Securing Azure Functions for AI Workloads with TLS/SSL

Question

Pulumi · Accepted Answer

To secure an Azure Function for AI workloads with TLS/SSL, you will need to configure your function app to only accept secure connections. Azure Functions automatically provides a *.azurewebsites.net domain with TLS/SSL protection. However, if you want to use a custom domain with your own TLS/SSL certificate, you will need to upload and bind the certificate to your function app and configure your custom domain.

Below is a Pulumi program in Python that creates a function app on Azure with secure TLS/SSL settings.

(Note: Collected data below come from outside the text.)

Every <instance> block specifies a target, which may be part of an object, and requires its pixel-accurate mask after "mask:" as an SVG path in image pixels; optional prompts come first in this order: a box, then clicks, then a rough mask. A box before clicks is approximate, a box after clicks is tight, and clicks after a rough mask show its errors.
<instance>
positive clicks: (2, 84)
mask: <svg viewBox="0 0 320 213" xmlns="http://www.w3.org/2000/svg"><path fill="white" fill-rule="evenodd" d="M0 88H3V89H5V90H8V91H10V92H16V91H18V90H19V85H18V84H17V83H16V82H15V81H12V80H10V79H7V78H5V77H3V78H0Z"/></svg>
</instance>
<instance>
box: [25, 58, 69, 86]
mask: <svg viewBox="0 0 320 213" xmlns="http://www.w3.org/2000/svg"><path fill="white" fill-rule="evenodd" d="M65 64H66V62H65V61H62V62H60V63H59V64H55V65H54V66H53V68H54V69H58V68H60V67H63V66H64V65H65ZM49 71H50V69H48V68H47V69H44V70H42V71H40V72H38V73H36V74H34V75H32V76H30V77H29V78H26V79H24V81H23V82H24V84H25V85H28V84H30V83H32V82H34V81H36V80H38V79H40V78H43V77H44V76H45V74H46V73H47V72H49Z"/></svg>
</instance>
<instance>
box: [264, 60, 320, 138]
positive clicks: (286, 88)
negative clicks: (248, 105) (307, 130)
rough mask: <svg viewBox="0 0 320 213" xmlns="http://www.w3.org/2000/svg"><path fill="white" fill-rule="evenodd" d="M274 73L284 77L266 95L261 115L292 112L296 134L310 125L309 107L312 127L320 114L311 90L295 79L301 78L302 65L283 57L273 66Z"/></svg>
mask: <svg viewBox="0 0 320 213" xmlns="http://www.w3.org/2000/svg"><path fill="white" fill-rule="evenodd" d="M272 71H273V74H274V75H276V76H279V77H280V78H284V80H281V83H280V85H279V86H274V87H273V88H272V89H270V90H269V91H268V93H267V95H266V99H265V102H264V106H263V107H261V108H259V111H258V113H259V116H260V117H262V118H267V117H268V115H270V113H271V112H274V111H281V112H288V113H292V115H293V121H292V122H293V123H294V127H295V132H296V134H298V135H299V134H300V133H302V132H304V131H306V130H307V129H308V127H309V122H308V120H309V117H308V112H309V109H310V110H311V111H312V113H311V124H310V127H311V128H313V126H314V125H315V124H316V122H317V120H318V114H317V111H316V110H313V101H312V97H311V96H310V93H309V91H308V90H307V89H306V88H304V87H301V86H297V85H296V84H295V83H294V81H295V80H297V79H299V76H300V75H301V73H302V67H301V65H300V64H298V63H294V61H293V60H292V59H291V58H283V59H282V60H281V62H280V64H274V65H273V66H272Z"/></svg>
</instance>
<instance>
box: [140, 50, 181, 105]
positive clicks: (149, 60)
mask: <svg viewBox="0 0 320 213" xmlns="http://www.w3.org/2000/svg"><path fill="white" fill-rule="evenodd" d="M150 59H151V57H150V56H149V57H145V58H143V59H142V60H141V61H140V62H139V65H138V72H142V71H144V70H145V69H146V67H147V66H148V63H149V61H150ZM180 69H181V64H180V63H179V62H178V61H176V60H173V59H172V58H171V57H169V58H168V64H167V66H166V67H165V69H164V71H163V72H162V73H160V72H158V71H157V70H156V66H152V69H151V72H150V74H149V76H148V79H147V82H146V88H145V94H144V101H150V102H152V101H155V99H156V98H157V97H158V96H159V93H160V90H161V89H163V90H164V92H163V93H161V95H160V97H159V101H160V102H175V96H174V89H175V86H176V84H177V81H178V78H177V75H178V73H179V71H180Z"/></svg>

This program will:

1. Create a resource group to hold all related resources for the function app.
2. Create an app service plan, which defines the underlying VM that hosts your function app.
3. Create a storage account, which is required by the function app to manage its state and other functionalities.
4. Create the function app itself with an HTTPS-only setting enabled to enforce TLS/SSL connections.

Note that the program assumes you have already set up your Azure credentials for Pulumi and have an existing TLS/SSL certificate to use with your custom domain.

```python
import pulumi
import pulumi_azure_native as azure_native

# Create a resource group for the function app
resource_group = azure_native.resources.ResourceGroup("my-resource-group")

# Create an app service plan
app_service_plan = azure_native.web.AppServicePlan("my-app-service-plan",
    resource_group_name=resource_group.name,
    kind="FunctionApp",
    sku=azure_native.web.SkuDescriptionArgs(
        name="Y1",  # This defines a consumption plan
        tier="Dynamic",
    ),
    reserved=True  # This is required for Linux plan creation
)

# Create a storage account required by the function app
storage_account = azure_native.storage.StorageAccount("mystorageaccount",
    resource_group_name=resource_group.name,
    sku=azure_native.storage.SkuArgs(
        name=azure_native.storage.SkuName.STANDARD_LRS,
    ),
    kind=azure_native.storage.Kind.STORAGE_V2
)

# Create the function app with HTTPS-only setting
function_app = azure_native.web.WebApp("my-function-app",
    resource_group_name=resource_group.name,
    server_farm_id=app_service_plan.id,
    https_only=True,  # Enforce HTTPS (TLS/SSL)
    site_config=azure_native.web.SiteConfigArgs(
        app_settings=[
            azure_native.web.NameValuePairArgs(name="AzureWebJobsStorage", value=storage_account.primary_connection_string),
            azure_native.web.NameValuePairArgs(name="FUNCTIONS_EXTENSION_VERSION", value="~3"),  # Version of the Functions runtime
            azure_native.web.NameValuePairArgs(name="FUNCTIONS_WORKER_RUNTIME", value="python"),  # Language of the Functions, set to Python
            # Additional settings can be added here as needed.
        ]
    ),
    kind="functionapp",
    location=resource_group.location,
)

pulumi.export("function_app_name", function_app.name)
pulumi.export("default_hostname", function_app.default_host_name)
```

This code will create a new Azure Function App bound to a serverless consumption plan, ensuring you only pay for what you use. The HTTPS-only setting is turned on by default, meaning the function app will only accept secure connections.

If you decide to set up a custom domain with your own TLS/SSL certificates, you can further extend this Pulumi program by handling custom domain registration and certificate binding. To do so, you'll need to have your custom domain and certificate available in Azure, and add the necessary configurations to the `WebApp` resource within the same pulumi program. You can find more details on custom domains and certificates on the [official Azure documentation page](https://docs.microsoft.com/en-us/azure/app-service/configure-ssl-certificate).

Remember to replace placeholder values with your actual resource names and configuration details.